Pioneering CEO Harold Geneen compared egoism to alcoholism: “The egotist does not stumble about, knocking things off his desk. He does not stammer or drool. No, instead, he becomes more and more arrogant, and some people, not knowing what is underneath such an attitude, mistake his arrogance for a sense of power and self-confidence.” You could say they start to mistake that about themselves too, not realizing the disease they’ve contracted or that they’re killing themselves with it.

If ego is the voice that tells us we’re better than we really are, we can say ego inhibits true success by preventing a direct and honest connection to the world around us. One early member of Alcoholics Anonymous defined ego as “a conscious separation from.” From what? Everything.

The ways this separation manifests itself negatively are immense: We can’t work with other people if we’ve put up walls. We can’t improve the world if we don’t understand it or ourselves. We can’t take or receive feedback if we are incapable of, or uninterested in, hearing from outside sources.

We can’t recognize opportunities—or create them— if instead of seeing what is in front of us, we live inside our own fantasy. Without an accurate accounting of our own abilities compared to those of others, what we have is not confidence but delusion. How are we supposed to reach, motivate, or lead other people if we can’t relate to their needs because we’ve lost touch with our own?

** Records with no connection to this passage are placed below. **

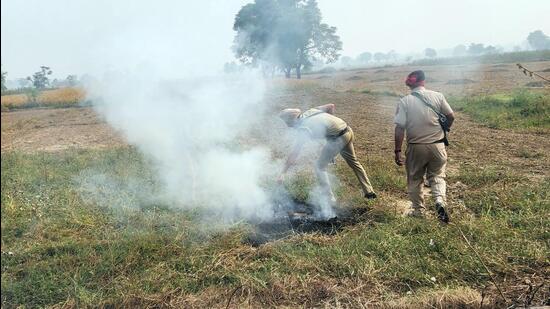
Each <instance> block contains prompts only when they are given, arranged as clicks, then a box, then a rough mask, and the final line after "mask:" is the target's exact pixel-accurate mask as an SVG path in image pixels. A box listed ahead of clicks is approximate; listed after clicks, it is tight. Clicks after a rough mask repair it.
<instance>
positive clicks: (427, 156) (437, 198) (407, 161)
mask: <svg viewBox="0 0 550 309" xmlns="http://www.w3.org/2000/svg"><path fill="white" fill-rule="evenodd" d="M446 165H447V151H446V150H445V145H444V144H443V143H435V144H408V145H407V152H406V161H405V167H406V170H407V188H408V192H409V198H410V200H411V202H412V207H413V208H414V209H421V208H424V196H423V194H422V186H423V183H424V175H426V176H427V177H426V178H427V180H428V182H429V183H430V187H431V191H432V196H433V197H434V199H435V200H436V202H442V203H445V191H446V184H445V166H446Z"/></svg>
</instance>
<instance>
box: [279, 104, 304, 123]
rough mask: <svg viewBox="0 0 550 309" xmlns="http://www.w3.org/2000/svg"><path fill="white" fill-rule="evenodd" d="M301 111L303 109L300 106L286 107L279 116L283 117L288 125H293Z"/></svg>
mask: <svg viewBox="0 0 550 309" xmlns="http://www.w3.org/2000/svg"><path fill="white" fill-rule="evenodd" d="M301 113H302V111H301V110H300V109H298V108H285V109H283V110H282V111H281V112H280V113H279V118H281V119H282V120H283V121H284V122H285V123H286V125H287V126H289V127H293V126H294V125H295V124H296V121H297V120H298V116H300V114H301Z"/></svg>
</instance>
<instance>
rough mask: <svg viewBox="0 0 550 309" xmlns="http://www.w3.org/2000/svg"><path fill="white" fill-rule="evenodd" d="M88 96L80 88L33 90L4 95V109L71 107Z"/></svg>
mask: <svg viewBox="0 0 550 309" xmlns="http://www.w3.org/2000/svg"><path fill="white" fill-rule="evenodd" d="M85 98H86V93H85V92H84V90H83V89H80V88H59V89H54V90H45V91H42V92H37V91H31V92H29V93H25V94H12V95H3V96H2V98H1V102H2V103H1V106H2V111H6V110H13V109H21V108H29V107H61V106H62V107H69V106H75V105H78V104H79V103H80V102H83V101H84V100H85Z"/></svg>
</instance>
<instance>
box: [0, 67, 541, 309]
mask: <svg viewBox="0 0 550 309" xmlns="http://www.w3.org/2000/svg"><path fill="white" fill-rule="evenodd" d="M528 67H529V68H531V69H533V70H538V71H543V70H545V69H547V68H550V62H534V63H529V65H528ZM413 69H416V68H412V67H405V66H400V67H385V68H374V69H358V70H350V71H341V72H335V73H332V74H323V73H320V74H312V75H306V76H304V79H303V80H278V79H277V80H273V81H270V82H269V87H268V92H267V95H266V98H265V100H266V103H268V104H270V106H272V109H271V110H272V111H274V112H275V111H277V110H278V109H279V108H283V107H292V106H296V105H297V106H299V107H303V108H304V107H310V106H315V105H320V104H327V103H334V104H336V114H337V115H338V116H340V117H342V118H343V119H345V120H346V121H347V122H348V124H349V125H350V126H351V127H352V128H353V130H354V132H355V134H356V141H355V147H356V150H357V153H358V156H359V158H360V160H361V162H362V163H363V164H364V166H365V168H366V169H367V173H368V174H369V176H370V177H371V181H372V182H373V185H374V187H375V189H376V190H377V191H379V193H380V194H379V195H380V198H379V199H377V200H376V201H375V202H370V203H369V204H368V205H367V204H365V202H363V201H362V199H361V198H360V196H359V190H358V188H357V187H356V184H355V179H354V176H353V175H352V174H351V172H350V171H348V169H347V168H346V167H345V163H344V162H343V160H341V159H339V160H338V163H337V166H336V167H335V169H336V172H337V174H338V175H339V178H340V182H341V186H340V189H339V190H338V196H339V200H340V204H341V207H344V208H348V209H354V208H364V207H366V208H367V209H368V211H367V212H366V213H364V214H362V215H361V218H359V220H357V221H358V223H356V224H354V225H351V226H347V227H345V228H344V230H343V231H341V232H339V233H337V234H336V235H325V234H322V233H305V234H296V235H294V236H292V237H289V238H285V239H282V240H278V241H274V242H271V243H267V244H265V245H262V246H260V247H253V246H250V245H249V244H247V243H246V242H244V241H243V239H245V238H246V235H247V233H248V229H249V227H248V226H247V225H246V224H237V225H234V226H231V227H224V228H223V229H222V230H220V231H216V232H212V231H204V230H203V229H201V227H200V226H199V225H200V222H198V221H196V220H194V214H193V213H190V212H186V211H178V210H175V209H172V208H169V207H166V206H165V205H144V207H142V208H141V209H138V210H128V211H124V212H122V211H121V212H120V213H119V212H116V211H112V210H109V209H105V208H103V207H102V206H100V205H95V204H93V203H90V202H89V201H85V200H82V198H81V197H80V195H79V194H78V188H77V186H75V182H74V175H78V173H79V172H80V171H81V170H83V169H85V168H88V167H90V166H94V167H95V168H99V169H104V170H106V171H111V172H113V173H115V174H116V175H118V176H120V179H121V181H123V180H124V179H125V178H124V177H126V176H127V175H134V176H136V175H137V176H139V177H143V178H145V179H149V178H150V177H151V175H150V173H151V172H150V171H149V170H148V169H147V162H146V160H143V159H142V158H141V157H140V156H139V155H138V154H137V152H136V151H135V150H134V149H133V148H132V147H130V146H128V145H126V144H125V142H124V140H123V139H122V138H121V137H120V136H119V135H118V134H117V133H116V132H114V131H113V130H112V129H111V128H109V126H108V125H107V124H105V123H104V122H103V121H102V120H101V119H100V118H99V117H98V116H97V115H96V114H95V113H94V112H93V110H92V109H91V108H83V107H80V108H59V109H24V110H17V111H13V112H2V304H3V306H5V307H15V306H17V305H20V304H26V305H28V306H57V307H63V306H67V307H73V306H86V305H115V306H154V305H160V306H161V307H162V306H165V307H181V306H190V307H194V306H197V307H202V306H210V307H226V306H227V305H229V306H233V307H235V306H252V307H265V306H277V305H278V306H289V307H294V306H306V307H323V306H329V307H338V306H340V307H350V306H351V307H369V306H372V307H390V308H391V307H407V306H408V307H411V308H416V307H429V306H436V307H440V306H442V307H449V308H453V307H461V306H462V307H473V308H478V307H479V306H480V305H481V303H482V302H483V303H484V304H485V305H486V306H503V305H504V303H506V304H508V305H510V304H518V305H522V304H527V303H531V304H543V303H544V302H545V301H548V298H549V297H550V291H549V289H550V284H549V279H550V272H549V267H550V261H549V255H548V252H549V251H550V248H549V241H550V223H548V222H550V202H549V195H548V192H549V191H550V178H549V177H550V172H549V171H550V159H549V155H548V152H549V150H550V138H548V137H549V131H548V130H549V124H548V122H547V121H546V122H545V120H544V119H545V116H546V115H547V114H546V115H545V114H544V113H543V114H542V115H541V114H540V113H538V114H536V113H535V115H527V114H526V115H524V116H525V118H526V119H527V117H531V118H533V119H534V120H533V121H525V122H520V123H519V124H518V125H516V124H515V123H514V126H515V127H510V125H509V123H511V122H507V120H506V119H505V118H504V119H501V120H498V121H499V122H495V123H486V122H484V121H483V118H481V119H475V113H474V114H472V113H466V112H467V111H470V110H469V109H468V107H465V105H464V103H463V101H464V98H468V97H479V96H500V97H503V96H506V97H514V96H515V94H514V93H515V92H517V91H518V89H520V88H525V85H526V84H527V83H529V82H532V81H533V80H532V79H530V78H528V77H526V76H524V75H523V74H521V72H519V71H518V70H517V69H516V67H515V65H513V64H496V65H495V64H490V65H463V66H428V67H425V68H424V70H425V72H426V75H427V77H428V82H427V87H428V88H431V89H434V90H437V91H441V92H443V93H444V94H446V95H447V96H448V97H449V101H450V103H451V105H452V106H453V107H455V105H453V104H456V107H460V108H457V109H458V110H459V111H458V113H457V120H456V126H455V127H454V128H453V132H452V134H451V136H450V139H451V143H452V144H451V146H450V147H449V149H448V152H449V165H448V190H449V192H448V195H449V204H450V209H451V219H452V224H451V225H449V226H441V225H439V224H438V223H437V222H436V220H435V219H434V218H431V217H429V218H427V219H424V220H418V219H408V218H401V216H400V213H401V212H402V211H403V209H404V207H405V206H406V205H407V201H406V191H405V178H404V170H403V169H402V168H398V167H396V166H394V163H393V135H392V134H393V124H392V120H393V113H394V110H395V106H396V103H397V101H398V99H399V95H403V94H405V93H406V88H405V87H404V85H403V82H402V81H403V79H404V77H405V76H406V74H407V73H408V72H410V71H412V70H413ZM543 74H547V73H543ZM524 91H525V90H524ZM528 91H529V93H530V95H532V94H534V95H536V96H539V97H537V99H536V100H538V101H537V102H541V100H539V99H538V98H542V102H543V103H542V104H548V98H549V96H550V90H549V89H548V88H529V89H528ZM516 96H517V95H516ZM519 96H521V95H519ZM470 109H471V107H470ZM462 110H464V112H462ZM542 110H543V111H546V113H548V106H546V107H545V106H543V107H542ZM470 112H471V111H470ZM512 116H513V115H512ZM512 116H510V117H512ZM266 117H267V116H266ZM531 118H529V119H531ZM540 119H542V120H540ZM264 123H265V125H264V126H263V129H262V130H260V131H259V132H256V133H255V134H256V135H255V136H254V142H259V143H261V142H262V141H267V140H268V139H269V136H271V135H272V134H276V135H277V134H281V133H279V131H280V130H281V129H283V126H282V124H281V123H279V122H278V120H277V119H274V118H273V117H271V118H269V117H267V118H266V119H265V120H264ZM533 123H534V124H536V125H533ZM310 174H311V173H308V172H305V174H304V179H305V180H304V181H301V180H296V181H295V182H294V184H295V186H292V185H291V184H290V183H288V184H286V185H287V186H288V187H289V188H290V189H291V191H293V192H294V193H295V194H296V195H300V194H302V193H303V191H304V190H305V189H304V186H305V187H307V186H308V185H310V183H311V179H312V177H311V175H310ZM113 198H114V199H117V198H118V197H113ZM121 199H124V198H123V197H122V198H121ZM429 205H431V204H429ZM465 238H466V239H468V241H469V242H470V244H471V245H468V243H467V242H466V241H465ZM476 252H477V253H476ZM484 265H485V266H487V268H486V267H485V266H484ZM487 269H489V271H488V270H487ZM493 280H494V281H495V282H496V284H495V282H493ZM499 289H500V290H501V291H502V294H503V295H501V293H500V292H499ZM503 296H504V299H503Z"/></svg>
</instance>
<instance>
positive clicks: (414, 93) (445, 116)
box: [411, 91, 447, 119]
mask: <svg viewBox="0 0 550 309" xmlns="http://www.w3.org/2000/svg"><path fill="white" fill-rule="evenodd" d="M411 94H412V95H413V96H415V97H417V98H419V99H420V101H422V103H424V104H425V105H426V106H428V107H429V108H430V109H431V110H432V111H433V112H434V113H436V114H437V116H438V117H439V118H443V119H446V118H447V116H445V115H443V113H441V112H438V111H437V110H436V109H435V107H433V105H431V104H430V103H428V100H427V99H426V97H425V96H423V95H422V94H420V93H418V92H416V91H413V92H411Z"/></svg>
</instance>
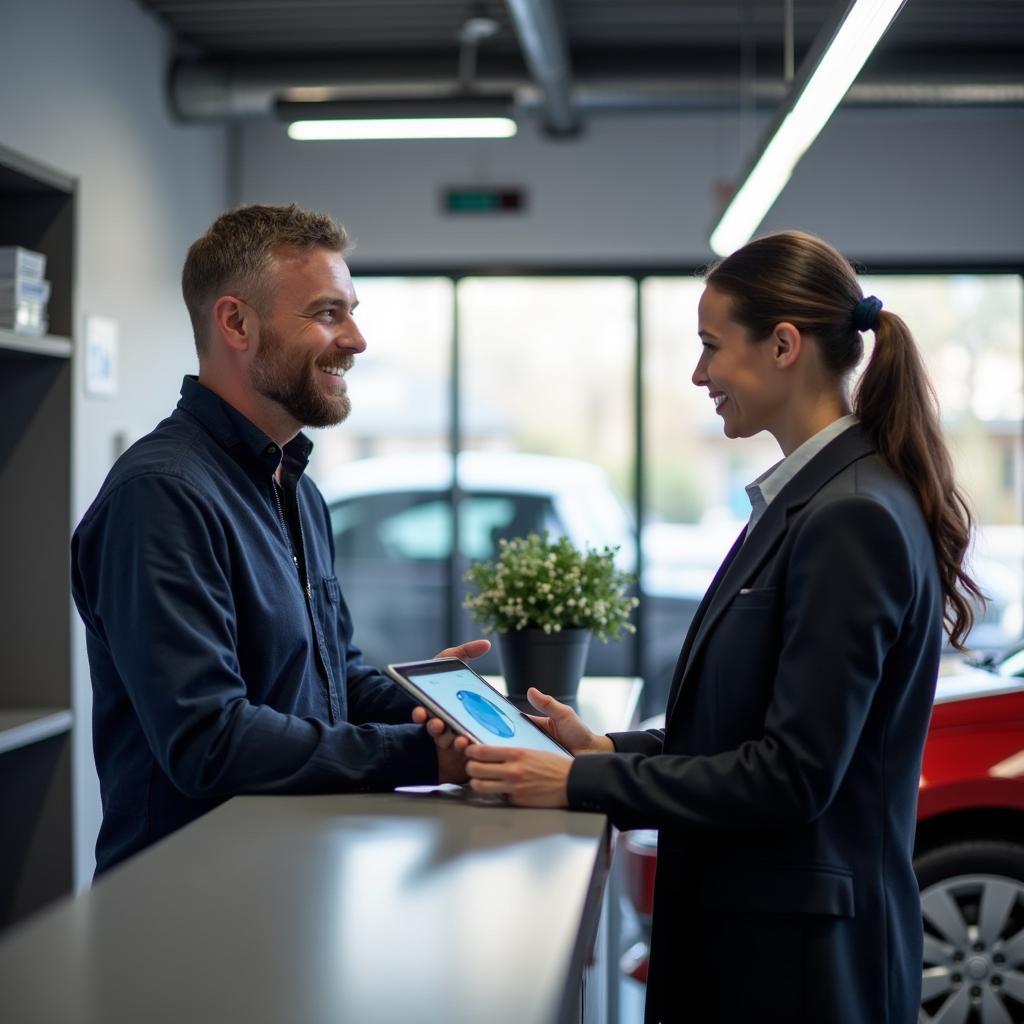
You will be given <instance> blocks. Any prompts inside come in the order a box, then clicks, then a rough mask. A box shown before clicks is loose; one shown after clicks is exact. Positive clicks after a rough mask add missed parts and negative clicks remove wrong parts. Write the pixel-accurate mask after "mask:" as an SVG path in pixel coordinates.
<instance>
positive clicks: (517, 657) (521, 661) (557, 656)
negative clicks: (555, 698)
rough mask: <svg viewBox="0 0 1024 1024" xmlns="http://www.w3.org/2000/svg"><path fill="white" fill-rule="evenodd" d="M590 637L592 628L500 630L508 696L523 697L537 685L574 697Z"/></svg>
mask: <svg viewBox="0 0 1024 1024" xmlns="http://www.w3.org/2000/svg"><path fill="white" fill-rule="evenodd" d="M590 637H591V631H590V630H562V631H561V632H560V633H545V632H544V630H539V629H526V630H516V631H515V632H513V633H499V634H498V656H499V658H500V659H501V663H502V675H504V676H505V686H506V687H507V689H508V693H509V696H510V697H512V698H513V699H520V700H524V699H525V697H526V690H527V689H529V687H530V686H536V687H537V688H538V689H539V690H542V691H543V692H545V693H548V694H550V695H551V696H553V697H557V698H558V699H559V700H563V701H564V700H575V698H577V691H578V689H579V687H580V680H581V678H582V677H583V672H584V668H585V666H586V665H587V649H588V648H589V646H590Z"/></svg>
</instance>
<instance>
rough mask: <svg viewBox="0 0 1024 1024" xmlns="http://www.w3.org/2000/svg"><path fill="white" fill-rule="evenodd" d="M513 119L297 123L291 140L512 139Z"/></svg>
mask: <svg viewBox="0 0 1024 1024" xmlns="http://www.w3.org/2000/svg"><path fill="white" fill-rule="evenodd" d="M515 133H516V123H515V121H513V120H512V118H498V117H494V118H352V119H345V120H340V121H293V122H292V123H291V124H290V125H289V126H288V137H289V138H294V139H299V140H300V141H309V140H313V139H386V138H392V139H397V138H511V137H512V136H513V135H515Z"/></svg>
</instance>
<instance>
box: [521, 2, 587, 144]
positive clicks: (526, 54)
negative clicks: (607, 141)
mask: <svg viewBox="0 0 1024 1024" xmlns="http://www.w3.org/2000/svg"><path fill="white" fill-rule="evenodd" d="M506 4H507V6H508V9H509V13H510V14H511V15H512V24H513V25H514V26H515V31H516V35H517V36H518V37H519V48H520V49H521V50H522V55H523V59H524V60H525V61H526V67H527V68H528V69H529V73H530V75H532V77H534V80H535V81H536V82H537V84H538V86H539V88H540V89H541V91H542V92H543V93H544V113H543V117H544V124H545V126H546V127H547V129H548V131H550V132H552V133H553V134H555V135H570V134H572V133H573V132H575V131H578V130H579V128H580V116H579V114H578V112H577V111H575V108H574V106H573V105H572V71H571V69H570V67H569V50H568V44H567V43H566V41H565V36H564V34H563V32H562V30H561V26H560V25H559V23H558V12H557V11H556V10H555V6H554V0H506Z"/></svg>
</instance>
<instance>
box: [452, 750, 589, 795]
mask: <svg viewBox="0 0 1024 1024" xmlns="http://www.w3.org/2000/svg"><path fill="white" fill-rule="evenodd" d="M466 756H467V758H468V761H467V764H466V769H467V772H468V774H469V784H470V787H471V788H472V791H473V792H474V793H478V794H480V795H481V796H483V795H493V794H496V793H504V794H506V795H507V796H508V798H509V800H510V801H511V802H512V803H513V804H517V805H519V806H520V807H567V806H568V794H567V791H566V784H567V779H568V777H569V768H570V767H571V766H572V761H571V759H570V758H566V757H562V756H561V755H560V754H543V753H541V752H540V751H526V750H522V749H521V748H509V746H485V745H483V744H482V743H473V744H472V745H471V746H469V748H468V749H467V752H466Z"/></svg>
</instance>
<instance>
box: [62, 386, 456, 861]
mask: <svg viewBox="0 0 1024 1024" xmlns="http://www.w3.org/2000/svg"><path fill="white" fill-rule="evenodd" d="M311 450H312V444H311V443H310V442H309V440H308V439H307V438H306V437H305V436H304V435H303V434H299V435H298V436H297V437H295V438H294V440H292V441H291V442H290V443H289V444H287V445H286V447H285V450H284V451H282V450H281V449H280V447H279V445H278V444H276V443H275V442H274V441H273V440H271V438H269V437H267V435H266V434H264V433H263V432H262V431H261V430H259V429H258V428H257V427H256V426H255V425H254V424H253V423H251V422H250V421H249V420H247V419H246V418H245V417H244V416H242V415H241V414H240V413H239V412H238V411H236V410H234V409H233V408H232V407H231V406H229V404H228V403H227V402H225V401H224V400H223V399H221V398H220V397H219V396H218V395H216V394H214V393H213V392H212V391H210V390H209V389H208V388H206V387H204V386H203V385H201V384H200V383H199V382H198V381H197V380H196V379H195V378H191V377H186V378H185V380H184V382H183V384H182V387H181V400H180V401H179V402H178V407H177V409H176V410H175V411H174V412H173V413H172V414H171V416H170V417H168V418H167V419H166V420H164V421H163V422H162V423H161V424H160V425H159V426H158V427H157V428H156V429H155V430H154V431H153V432H152V433H150V434H147V435H146V436H145V437H143V438H142V439H141V440H139V441H138V442H137V443H135V444H133V445H132V446H131V449H129V450H128V451H127V452H126V453H125V454H124V455H123V456H122V457H121V458H120V459H119V460H118V462H117V463H116V464H115V466H114V468H113V469H112V470H111V473H110V475H109V476H108V478H106V480H105V481H104V482H103V485H102V487H101V488H100V492H99V495H98V496H97V497H96V500H95V501H94V502H93V503H92V506H91V507H90V508H89V510H88V511H87V512H86V514H85V517H84V518H83V519H82V522H81V523H80V524H79V526H78V529H77V530H76V531H75V536H74V538H73V540H72V578H73V581H72V582H73V591H74V595H75V602H76V604H77V605H78V609H79V612H80V613H81V615H82V620H83V622H84V623H85V628H86V643H87V649H88V654H89V667H90V670H91V675H92V687H93V745H94V750H95V757H96V767H97V770H98V772H99V783H100V792H101V796H102V804H103V821H102V825H101V827H100V833H99V839H98V842H97V844H96V861H97V872H98V871H102V870H105V869H106V868H108V867H111V866H112V865H113V864H115V863H117V862H118V861H120V860H122V859H124V858H125V857H127V856H128V855H130V854H132V853H134V852H135V851H137V850H140V849H141V848H143V847H145V846H147V845H148V844H151V843H153V842H155V841H156V840H158V839H160V838H161V837H163V836H166V835H167V834H168V833H170V831H172V830H174V829H175V828H178V827H180V826H181V825H183V824H185V823H186V822H187V821H190V820H191V819H194V818H196V817H198V816H199V815H200V814H203V813H204V812H206V811H207V810H210V809H211V808H212V807H214V806H216V805H217V804H218V803H220V802H222V801H223V800H225V799H227V798H228V797H231V796H234V795H236V794H242V793H279V794H280V793H316V792H334V791H348V792H352V791H368V790H387V788H391V787H393V786H394V785H398V784H413V783H429V782H434V781H436V778H437V758H436V754H435V751H434V745H433V740H432V739H430V737H429V736H427V734H426V732H425V730H424V729H423V728H422V727H421V726H415V725H413V724H412V723H411V722H410V714H411V711H412V707H413V706H412V703H411V702H410V700H409V699H408V698H407V697H406V696H404V694H403V693H402V692H401V691H400V690H398V688H397V687H396V686H395V685H394V684H393V683H392V682H391V681H390V679H388V677H386V676H384V675H382V674H381V673H379V672H378V671H377V670H376V669H373V668H371V667H369V666H367V665H366V664H364V662H362V657H361V654H360V652H359V650H358V648H357V647H355V646H354V645H353V643H352V623H351V620H350V617H349V613H348V608H347V607H346V605H345V601H344V598H343V597H342V594H341V590H340V588H339V586H338V580H337V578H336V577H335V574H334V542H333V538H332V536H331V522H330V516H329V514H328V510H327V507H326V506H325V504H324V500H323V498H322V497H321V494H319V492H318V490H317V489H316V486H315V484H313V482H312V481H311V480H309V479H308V478H307V477H305V476H303V470H304V469H305V466H306V463H307V461H308V458H309V453H310V451H311ZM279 464H281V466H282V477H283V490H284V494H283V496H281V495H278V494H275V488H274V483H273V472H274V470H275V469H276V468H278V466H279ZM289 525H291V528H289Z"/></svg>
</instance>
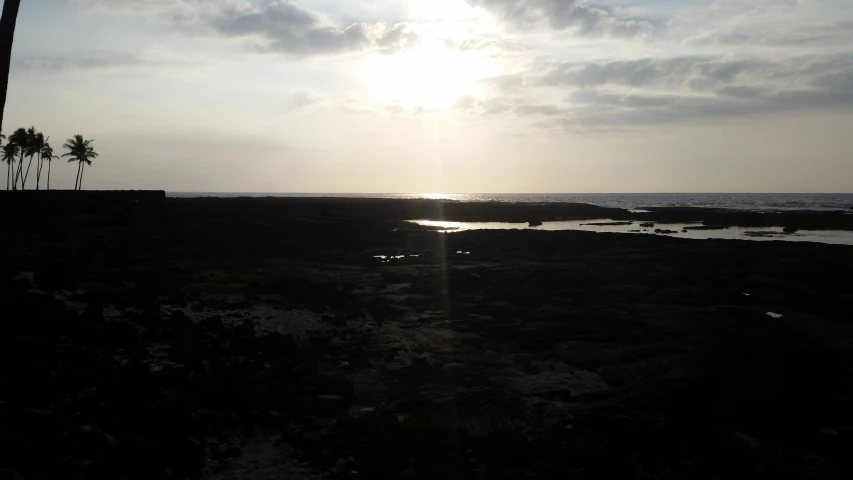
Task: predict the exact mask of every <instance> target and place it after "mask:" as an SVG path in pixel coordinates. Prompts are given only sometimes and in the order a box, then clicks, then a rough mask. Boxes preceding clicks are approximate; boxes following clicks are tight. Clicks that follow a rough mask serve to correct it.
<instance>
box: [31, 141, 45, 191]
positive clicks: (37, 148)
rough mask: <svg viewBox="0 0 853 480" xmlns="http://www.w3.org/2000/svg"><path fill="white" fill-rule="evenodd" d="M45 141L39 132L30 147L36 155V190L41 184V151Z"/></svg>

Just one thing keeps ego around—since it certainly doesn’t serve any productive purpose. It is comfort. Pursuing great work—whether in sports, art, or business— is often terrifying. Ego soothes that fear. It’s a salve to our insecurity. Replacing the rational and aware parts of our psyche with bluster and self-absorption, ego tells us what we want to hear, when we want to hear it.

But it is a short-​term fix with a long-​term consequence. Which is why we must fight it.